Hint efsanelerinde bulunan “vimana” yani uçan araba efsanesi de buradan yani peygamber Süleyman’ın balon veya zeplinlerinden kaynaklanmaktadır.
Kısacası qıtr kelimesini petrol anlamına geldiğini atalarımız daha önceden anlasaydı. Petrolün önemini belki de bin yıl önce kavrayacaktık. Petrolü çok verimli enerji kaynağı olarak kullanmayı, belki de sanayileşmeyi, teknolojik gelişmeyi gerçekleştirecektik. Batının sahip olduğu teknolojik ve bilimsel önderliği biz Müslümanlar yapacaktık. En azından Osmanlı devleti petrol yataklarına sahip çıkacaktı.

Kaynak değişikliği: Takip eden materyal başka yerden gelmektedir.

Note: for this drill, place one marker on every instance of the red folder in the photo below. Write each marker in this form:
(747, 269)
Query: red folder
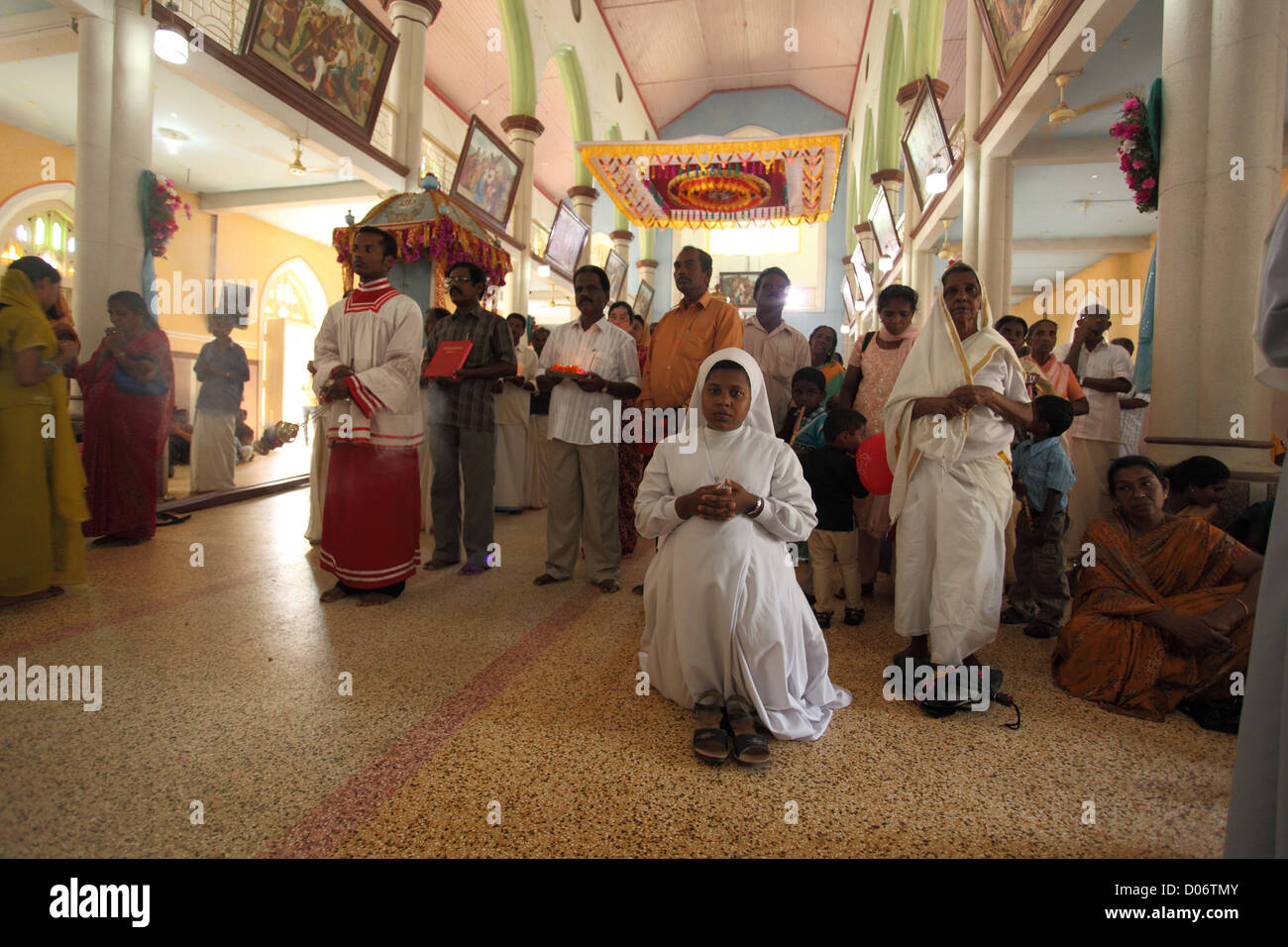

Belki de global hakimiyet bizde olacaktı ve global adil bir düzen yeryüzüne hakim olacaktı. Bu sömürücü Yecüc ve Mecüc düzeni yeryüzüne hakim olamayacaktı.
Bir çok insan yanlış yere gelişmişliğin dinsizlikten geçtiğini düşünüp kafir olmayacaktı. İslam’ı geri kalmışlığın sebebi olarak öne süremeyeceklerdi. Geri kalmışlığın Kuran’a karşı olan hasta zihniyet nedeni ile oluştuğunu idrak edecekti!
Mukadderat diyeceksiniz! Evet, öyle ama bu bizi sorumluluktan kurtarmıyor! Mukadderat hata ve ihmallerimizi de içeriyor.
Kuran’ın hikmetleri bitmez ve tükenmez. Bu nedenle hala geç kalmış değiliz. Dünyamızı ve ahretimizi kurtarmak için Kuran’a sarılıp onun hikmetlerinden faydalanmaya çalışalım.
Yoksa:
Zuhruf 36-37: Her kim Rahman olan Allah’ın zikrinden yüz çevirirse biz ona bir şeytan musallat ederiz. Artık o şeytan onun yakın dostudur.[36] Şüphesiz ki bu şeytanlar onları yoldan çıkarırlar. Onlar da kendilerinin doğru yolda olduklarını sanırlar.[37]
Sonra da günümüzde olduğu gibi başkalarının maskarası oluruz. Hem dünyayı hem de ahreti kaybederiz.